In 2013, the EPA designated a 3-km radius circle around the Eastman facility in Kingsport, Tennessee, as non-attainment for the 2010 1-hour sulfur dioxide (SO2) primary National Ambient Air Quality Standard (NAAQS). The State of Tennessee continues to monitor ambient sulfur dioxide levels within the non-attainment area.

Through 2015, Eastman improved energy intensity by approximately 8% compared to a 2008 baseline. The company established a goal to improve energy intensity 20% by 2020. In 2014 and early 2016, Eastman converted two boilers at its Kingsport, Tennessee, site from coal to natural gas combustion. Three additional boilers will be converted by 2018 for a total of five. The Kingsport boiler conversion project is the most significant air pollution control project in the history of Eastman and will diversify the Kingsport facility's energy mix from 90% coal to 50% coal and 50% natural gas. Eastman also converted a coal-fired boiler at its Indian Orchard facility in Springfield, Massachusetts, to natural gas in 2015.

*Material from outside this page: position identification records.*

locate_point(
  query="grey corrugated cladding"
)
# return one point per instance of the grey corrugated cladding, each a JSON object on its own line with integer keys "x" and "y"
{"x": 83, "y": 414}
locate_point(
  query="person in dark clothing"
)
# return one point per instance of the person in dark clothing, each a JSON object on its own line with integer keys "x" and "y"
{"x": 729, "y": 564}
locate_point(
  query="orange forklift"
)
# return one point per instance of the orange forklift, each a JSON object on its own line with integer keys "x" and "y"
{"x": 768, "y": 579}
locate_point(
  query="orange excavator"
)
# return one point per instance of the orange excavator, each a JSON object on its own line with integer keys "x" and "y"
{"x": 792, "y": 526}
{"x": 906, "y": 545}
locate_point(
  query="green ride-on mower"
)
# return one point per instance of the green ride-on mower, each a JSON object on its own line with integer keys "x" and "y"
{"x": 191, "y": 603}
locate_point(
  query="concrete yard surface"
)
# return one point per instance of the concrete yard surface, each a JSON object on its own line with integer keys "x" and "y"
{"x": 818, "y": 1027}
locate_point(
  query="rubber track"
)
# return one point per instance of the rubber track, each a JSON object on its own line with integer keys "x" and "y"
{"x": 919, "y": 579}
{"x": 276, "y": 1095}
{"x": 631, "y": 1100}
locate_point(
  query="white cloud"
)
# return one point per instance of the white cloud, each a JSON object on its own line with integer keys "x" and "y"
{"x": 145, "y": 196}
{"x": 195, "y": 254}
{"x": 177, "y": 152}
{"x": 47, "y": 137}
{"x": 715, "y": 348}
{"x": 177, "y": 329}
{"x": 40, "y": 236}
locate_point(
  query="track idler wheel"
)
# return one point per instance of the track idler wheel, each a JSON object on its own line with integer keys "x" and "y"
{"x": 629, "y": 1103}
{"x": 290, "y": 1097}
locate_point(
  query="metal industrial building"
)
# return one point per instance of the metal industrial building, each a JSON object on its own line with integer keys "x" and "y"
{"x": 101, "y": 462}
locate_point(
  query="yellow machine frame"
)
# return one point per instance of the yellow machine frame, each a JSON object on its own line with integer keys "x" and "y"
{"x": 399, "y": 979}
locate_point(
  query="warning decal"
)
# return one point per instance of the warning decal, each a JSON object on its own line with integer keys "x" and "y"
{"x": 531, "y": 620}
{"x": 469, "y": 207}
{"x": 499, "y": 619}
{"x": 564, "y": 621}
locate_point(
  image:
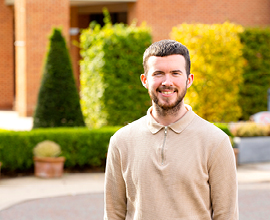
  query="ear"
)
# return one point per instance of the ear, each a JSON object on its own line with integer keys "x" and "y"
{"x": 144, "y": 81}
{"x": 190, "y": 80}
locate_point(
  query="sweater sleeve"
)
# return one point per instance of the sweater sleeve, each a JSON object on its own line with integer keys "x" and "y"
{"x": 223, "y": 182}
{"x": 115, "y": 190}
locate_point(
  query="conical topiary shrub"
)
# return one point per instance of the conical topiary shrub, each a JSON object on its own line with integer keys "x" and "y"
{"x": 58, "y": 102}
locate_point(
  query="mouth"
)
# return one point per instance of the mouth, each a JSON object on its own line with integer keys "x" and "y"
{"x": 167, "y": 90}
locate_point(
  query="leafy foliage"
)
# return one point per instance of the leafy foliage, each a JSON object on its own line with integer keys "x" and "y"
{"x": 58, "y": 102}
{"x": 217, "y": 63}
{"x": 250, "y": 129}
{"x": 111, "y": 65}
{"x": 256, "y": 74}
{"x": 80, "y": 146}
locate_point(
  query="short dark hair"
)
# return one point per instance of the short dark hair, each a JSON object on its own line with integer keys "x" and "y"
{"x": 166, "y": 48}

As of 2019, Eastman has been recognized by the U.S. Environmental Protection Agency (EPA) as an ENERGY STAR Partner of the Year eight consecutive years. Eastman has also been recognized three consecutive years by Glassdoor as an Employees' Choice Best Place to Work and by Ethisphere Institute as a World's Most Ethical Company.

=== Mexican pine sourcing controversy ===
An April 2017 article in The Daily Beast reported that Eastman Chemical's plant in Uruapan, Michoacán, bought pine rosin (refined, solidified resin) from a supplier that was known to be controlled by the Knights Templar criminal cartel, even after being notified of the supplier's criminal links. The supplier (Unored) was using the cartel to impose sub-market prices upon the raw pine resin gatherers, with a portion of the reduction passed on to Eastman in lower prices.